Schneller als ursprünglich erhofft ist Müller wieder voll belastbar. In der Rehaphase hatte er sich zusätzliche Hilfe bei Bioenergetiker Rainer Eberherr genommen. Privat nutzte Müller die Pause, um Gitarre spielen zu lernen. „Ich bin noch in den Anfängen“, sagte der Familienvater am Dienstag. Und grinste. Seinen Zwillingen Livia und Etienne (3) will er künftig auch als Musiker gefallen.

Am Sonnabend (15.30 Uhr) werden die beiden ihren Papa im Volksparkstadion aber wieder als Fußballer beobachten. Gut möglich, dass Müller gegen Wolfsburg wieder in der Startelf steht. Auf Schalke hatte Trainer Gisdol noch auf einen Einsatz des Rückkehrers verzichtet. Das Risiko sei noch zu groß gewesen.

Aufpassen muss Müller gegen Wolfsburg nur noch auf seine Gelbe-Karten-Bilanz.

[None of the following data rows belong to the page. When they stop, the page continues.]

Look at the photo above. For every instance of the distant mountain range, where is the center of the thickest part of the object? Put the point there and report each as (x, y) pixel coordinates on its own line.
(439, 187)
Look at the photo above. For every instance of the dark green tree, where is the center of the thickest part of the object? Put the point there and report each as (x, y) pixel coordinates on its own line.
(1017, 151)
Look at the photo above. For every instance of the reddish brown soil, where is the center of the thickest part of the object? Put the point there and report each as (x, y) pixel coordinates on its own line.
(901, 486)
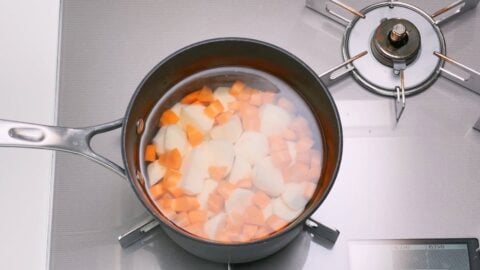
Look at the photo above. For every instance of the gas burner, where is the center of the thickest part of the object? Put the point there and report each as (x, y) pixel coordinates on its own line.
(395, 49)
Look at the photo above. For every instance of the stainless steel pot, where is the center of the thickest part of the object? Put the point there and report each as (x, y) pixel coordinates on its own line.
(156, 88)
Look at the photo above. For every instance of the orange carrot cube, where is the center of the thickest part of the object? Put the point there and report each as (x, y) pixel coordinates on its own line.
(171, 159)
(249, 231)
(150, 154)
(217, 172)
(169, 117)
(261, 199)
(194, 135)
(191, 98)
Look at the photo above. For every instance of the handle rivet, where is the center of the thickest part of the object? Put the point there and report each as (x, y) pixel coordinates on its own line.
(140, 126)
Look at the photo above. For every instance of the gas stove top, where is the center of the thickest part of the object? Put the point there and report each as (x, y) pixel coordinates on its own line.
(415, 178)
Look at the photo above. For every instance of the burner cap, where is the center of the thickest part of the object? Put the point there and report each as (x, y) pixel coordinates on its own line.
(395, 40)
(397, 36)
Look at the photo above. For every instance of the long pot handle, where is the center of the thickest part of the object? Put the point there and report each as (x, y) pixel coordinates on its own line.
(72, 140)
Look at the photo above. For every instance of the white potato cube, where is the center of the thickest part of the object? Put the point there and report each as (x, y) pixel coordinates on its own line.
(252, 146)
(194, 115)
(223, 95)
(283, 211)
(293, 196)
(155, 172)
(273, 119)
(229, 131)
(267, 177)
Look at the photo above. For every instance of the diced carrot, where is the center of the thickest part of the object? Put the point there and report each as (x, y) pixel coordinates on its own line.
(249, 231)
(183, 204)
(253, 215)
(217, 172)
(224, 188)
(171, 178)
(277, 143)
(196, 229)
(169, 117)
(194, 135)
(214, 109)
(150, 154)
(197, 216)
(256, 99)
(262, 232)
(205, 95)
(215, 203)
(156, 190)
(244, 183)
(223, 117)
(171, 159)
(191, 98)
(165, 203)
(181, 219)
(309, 189)
(176, 191)
(286, 104)
(289, 135)
(281, 158)
(304, 144)
(268, 97)
(304, 156)
(276, 223)
(236, 88)
(261, 199)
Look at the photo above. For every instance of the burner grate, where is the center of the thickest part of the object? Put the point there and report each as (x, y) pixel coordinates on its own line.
(399, 49)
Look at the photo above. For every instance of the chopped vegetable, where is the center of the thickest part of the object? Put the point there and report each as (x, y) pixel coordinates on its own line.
(150, 154)
(169, 117)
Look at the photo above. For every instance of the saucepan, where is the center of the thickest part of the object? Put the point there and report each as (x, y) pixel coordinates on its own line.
(157, 92)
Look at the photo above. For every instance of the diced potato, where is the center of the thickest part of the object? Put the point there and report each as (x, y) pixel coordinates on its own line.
(155, 172)
(175, 137)
(267, 177)
(194, 171)
(283, 211)
(223, 95)
(241, 169)
(213, 225)
(293, 196)
(239, 199)
(252, 146)
(273, 119)
(229, 131)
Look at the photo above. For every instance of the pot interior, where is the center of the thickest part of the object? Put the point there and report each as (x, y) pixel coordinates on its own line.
(219, 63)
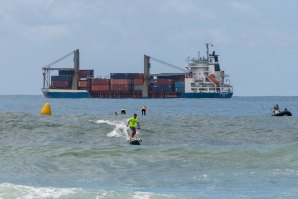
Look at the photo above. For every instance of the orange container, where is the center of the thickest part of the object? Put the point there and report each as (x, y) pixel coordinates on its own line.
(119, 87)
(120, 81)
(102, 87)
(138, 81)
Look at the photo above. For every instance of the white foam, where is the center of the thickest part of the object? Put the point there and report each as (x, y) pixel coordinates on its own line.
(8, 190)
(120, 130)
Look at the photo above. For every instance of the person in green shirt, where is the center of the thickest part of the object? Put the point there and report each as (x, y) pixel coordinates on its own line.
(133, 122)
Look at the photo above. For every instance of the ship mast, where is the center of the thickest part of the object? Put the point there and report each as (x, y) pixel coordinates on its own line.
(76, 60)
(207, 48)
(146, 76)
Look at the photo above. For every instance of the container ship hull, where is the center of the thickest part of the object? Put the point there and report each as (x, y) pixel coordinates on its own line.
(202, 78)
(65, 93)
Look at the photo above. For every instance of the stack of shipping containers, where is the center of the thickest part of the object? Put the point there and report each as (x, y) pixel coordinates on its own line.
(64, 79)
(121, 85)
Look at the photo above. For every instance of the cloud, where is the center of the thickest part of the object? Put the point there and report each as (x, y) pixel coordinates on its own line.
(243, 8)
(45, 33)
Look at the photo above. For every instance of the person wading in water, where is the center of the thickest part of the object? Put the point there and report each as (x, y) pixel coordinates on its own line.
(133, 122)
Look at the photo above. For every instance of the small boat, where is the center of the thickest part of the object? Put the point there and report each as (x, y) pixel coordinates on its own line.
(282, 113)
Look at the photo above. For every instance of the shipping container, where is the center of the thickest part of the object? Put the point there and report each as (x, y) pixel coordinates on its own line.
(61, 78)
(126, 75)
(162, 81)
(162, 88)
(179, 84)
(120, 76)
(66, 72)
(99, 81)
(123, 87)
(120, 81)
(100, 87)
(60, 84)
(86, 73)
(138, 81)
(82, 73)
(138, 87)
(84, 84)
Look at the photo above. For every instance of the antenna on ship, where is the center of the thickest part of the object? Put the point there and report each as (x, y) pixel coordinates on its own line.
(207, 47)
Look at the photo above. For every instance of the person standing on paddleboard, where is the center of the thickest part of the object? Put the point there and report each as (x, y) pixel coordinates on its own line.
(133, 122)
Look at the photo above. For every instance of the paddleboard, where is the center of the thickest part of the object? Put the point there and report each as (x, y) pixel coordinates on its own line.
(135, 141)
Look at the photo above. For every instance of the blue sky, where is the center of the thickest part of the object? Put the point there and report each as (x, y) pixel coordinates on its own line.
(257, 40)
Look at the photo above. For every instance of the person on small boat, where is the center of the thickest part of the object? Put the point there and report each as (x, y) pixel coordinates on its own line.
(133, 122)
(144, 108)
(276, 109)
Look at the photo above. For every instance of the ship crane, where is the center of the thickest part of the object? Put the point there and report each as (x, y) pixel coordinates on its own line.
(147, 72)
(48, 68)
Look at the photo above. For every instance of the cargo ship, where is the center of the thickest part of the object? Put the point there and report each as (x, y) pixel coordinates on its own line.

Vier Gelbe Karten hat er in dieser Saison bereits gesehen. Bei einer weiteren wäre er für ein Spiel gesperrt – auch in einer möglichen Relegation. Vor zwei Jahren kritisierte Ex-Trainer Bruno Labbadia diese Regel bereits, als er im zweiten Relegationsspiel in Karlsruhe auf die gesperrten Heiko Westermann und Gojko Kacar verzichten musste.

Letztlich schaffte es der HSV auch ohne die beiden – dank Siegtorschütze Müller. Nun könnte sich die Geschichte wiederholen. Wenn es nach Müller geht, rettet er seinen Club bereits vor der Relegation.